Een laatste constatering in het buitenland is dat op termijn sociale maatregelen onder druk komen te staan. De ”overuurtarieven” blijken in de loop der tijd te vervallen zoals in Engeland, waar werknemers in dat opzicht geen wettelijke bescherming genieten, en werknemers ondervinden in toenemende mate last van een weigering om ’s zondags te werken (bijv. bij promotie wordt dit gedocumenteerd in Cracknell, 2005).

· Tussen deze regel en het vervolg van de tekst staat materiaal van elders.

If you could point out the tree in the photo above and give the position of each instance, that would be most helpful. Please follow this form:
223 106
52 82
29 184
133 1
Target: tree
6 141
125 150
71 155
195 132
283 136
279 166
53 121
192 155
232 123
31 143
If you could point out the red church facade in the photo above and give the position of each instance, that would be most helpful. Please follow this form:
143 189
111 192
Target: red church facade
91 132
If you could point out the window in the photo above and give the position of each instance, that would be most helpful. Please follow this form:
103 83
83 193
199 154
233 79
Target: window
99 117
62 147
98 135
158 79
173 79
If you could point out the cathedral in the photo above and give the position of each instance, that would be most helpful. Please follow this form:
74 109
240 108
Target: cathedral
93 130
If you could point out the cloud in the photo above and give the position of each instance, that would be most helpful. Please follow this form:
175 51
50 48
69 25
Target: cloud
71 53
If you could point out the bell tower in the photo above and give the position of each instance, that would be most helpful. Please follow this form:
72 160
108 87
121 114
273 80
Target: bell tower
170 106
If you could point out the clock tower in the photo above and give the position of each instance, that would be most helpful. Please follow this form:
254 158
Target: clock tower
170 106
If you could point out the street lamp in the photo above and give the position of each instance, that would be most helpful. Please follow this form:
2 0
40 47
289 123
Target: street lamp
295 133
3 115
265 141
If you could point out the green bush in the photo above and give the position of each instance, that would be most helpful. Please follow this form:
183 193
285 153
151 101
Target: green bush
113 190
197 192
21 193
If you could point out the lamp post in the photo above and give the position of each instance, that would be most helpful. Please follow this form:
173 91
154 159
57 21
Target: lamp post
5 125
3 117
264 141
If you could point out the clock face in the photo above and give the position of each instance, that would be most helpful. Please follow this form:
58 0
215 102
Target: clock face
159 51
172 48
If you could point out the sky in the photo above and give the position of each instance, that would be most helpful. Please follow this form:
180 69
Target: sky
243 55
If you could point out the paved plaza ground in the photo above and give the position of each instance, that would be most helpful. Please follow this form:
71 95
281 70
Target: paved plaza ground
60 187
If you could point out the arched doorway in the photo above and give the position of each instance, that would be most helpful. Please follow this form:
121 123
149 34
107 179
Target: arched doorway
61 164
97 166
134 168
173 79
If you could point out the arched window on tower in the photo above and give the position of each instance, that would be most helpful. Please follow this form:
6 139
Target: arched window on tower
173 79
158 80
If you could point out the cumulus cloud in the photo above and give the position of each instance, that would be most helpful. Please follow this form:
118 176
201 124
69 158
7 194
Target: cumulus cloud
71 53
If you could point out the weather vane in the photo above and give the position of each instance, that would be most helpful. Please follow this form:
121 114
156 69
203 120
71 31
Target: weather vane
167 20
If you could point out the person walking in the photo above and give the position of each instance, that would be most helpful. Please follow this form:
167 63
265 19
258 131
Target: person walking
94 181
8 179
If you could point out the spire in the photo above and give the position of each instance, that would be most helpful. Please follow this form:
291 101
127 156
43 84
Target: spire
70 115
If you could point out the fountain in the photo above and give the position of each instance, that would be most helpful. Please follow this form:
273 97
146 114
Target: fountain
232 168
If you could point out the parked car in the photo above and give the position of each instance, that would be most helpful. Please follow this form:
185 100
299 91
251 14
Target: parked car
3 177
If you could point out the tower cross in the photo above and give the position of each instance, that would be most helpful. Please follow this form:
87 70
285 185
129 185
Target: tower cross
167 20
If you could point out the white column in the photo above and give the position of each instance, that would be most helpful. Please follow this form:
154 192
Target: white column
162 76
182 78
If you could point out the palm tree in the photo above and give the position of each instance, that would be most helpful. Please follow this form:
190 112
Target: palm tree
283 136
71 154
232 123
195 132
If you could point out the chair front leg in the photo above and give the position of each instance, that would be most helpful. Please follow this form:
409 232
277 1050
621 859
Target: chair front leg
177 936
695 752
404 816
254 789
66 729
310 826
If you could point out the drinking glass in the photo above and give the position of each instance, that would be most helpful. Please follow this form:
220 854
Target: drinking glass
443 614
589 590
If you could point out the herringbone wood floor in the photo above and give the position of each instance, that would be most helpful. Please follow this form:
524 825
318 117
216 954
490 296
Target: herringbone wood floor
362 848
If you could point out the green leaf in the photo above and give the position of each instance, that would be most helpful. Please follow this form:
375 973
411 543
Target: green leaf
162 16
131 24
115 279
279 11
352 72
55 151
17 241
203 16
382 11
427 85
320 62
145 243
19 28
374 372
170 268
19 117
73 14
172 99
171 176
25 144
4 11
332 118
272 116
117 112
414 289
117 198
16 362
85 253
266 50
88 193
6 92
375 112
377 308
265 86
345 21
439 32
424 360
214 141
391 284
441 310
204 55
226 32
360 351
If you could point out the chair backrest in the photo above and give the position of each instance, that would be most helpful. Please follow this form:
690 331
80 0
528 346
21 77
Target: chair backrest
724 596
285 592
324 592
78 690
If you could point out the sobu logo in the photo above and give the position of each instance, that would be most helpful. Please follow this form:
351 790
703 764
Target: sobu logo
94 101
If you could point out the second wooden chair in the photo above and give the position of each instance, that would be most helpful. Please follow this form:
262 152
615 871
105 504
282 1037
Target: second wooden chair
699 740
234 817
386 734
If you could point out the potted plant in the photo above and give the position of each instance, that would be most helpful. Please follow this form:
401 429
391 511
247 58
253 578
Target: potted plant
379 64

Tegen verdere economisering van de samenleving
De economische wetenschap gaat uit van de premisse hoe meer keuze hoe beter. Ook een ruimere zondagopening zou de consumentenwelvaart verhogen. In toenemende mate wordt dit betwijfeld. Vanuit de psychologie wordt bovendien steeds duidelijker dat deze premissie niet te handhaven is en wordt aandacht gevraagd voor andere aspecten (lees Barry Schwartz „The Paradox of Choice – Why Less is More ”). Soms is het ook van belang om andere argumenten dan alleen de economische principes te laten prevaleren. Juist in de discussie over de zondagopening is het nodig om aandacht te vragen voor sociale waarden als gemeenschapzin en de menselijke maat. Immers de gemeenschappelijke vrije zondag kan een rustpunt zijn en tegenwicht bieden aan de toenemende economisering van de samenleving. Uiteraard moeten we oog houden voor de belangen van winkeliers, maar dit gaat verder dan alleen de belangen van het grootwinkelbedrijf (5). Het kleinere familiebedrijf – vaak het cement van onze samenleving – lijkt dupe te worden van een ruimere zondagsopenstelling en dit zou ons extra alert moeten maken. Daarom moeten we ons inziens de zondag koesteren als rustpunt en sociale ontmoetingsdag.
* Dit artikel is een uitgebreide versie van een artikel dat deze week in het tijdschrift Bestuursforum verschijnt.
Noten
(1) Voor 1994 bestond er een maximum van 8 koopzondagen, bedoeld voor openstelling op bijzondere dagen of bij bijzondere gelegenheden. De ‘toeristenbepaling’ van 1996 betekent dan ook een belangrijke liberalisering.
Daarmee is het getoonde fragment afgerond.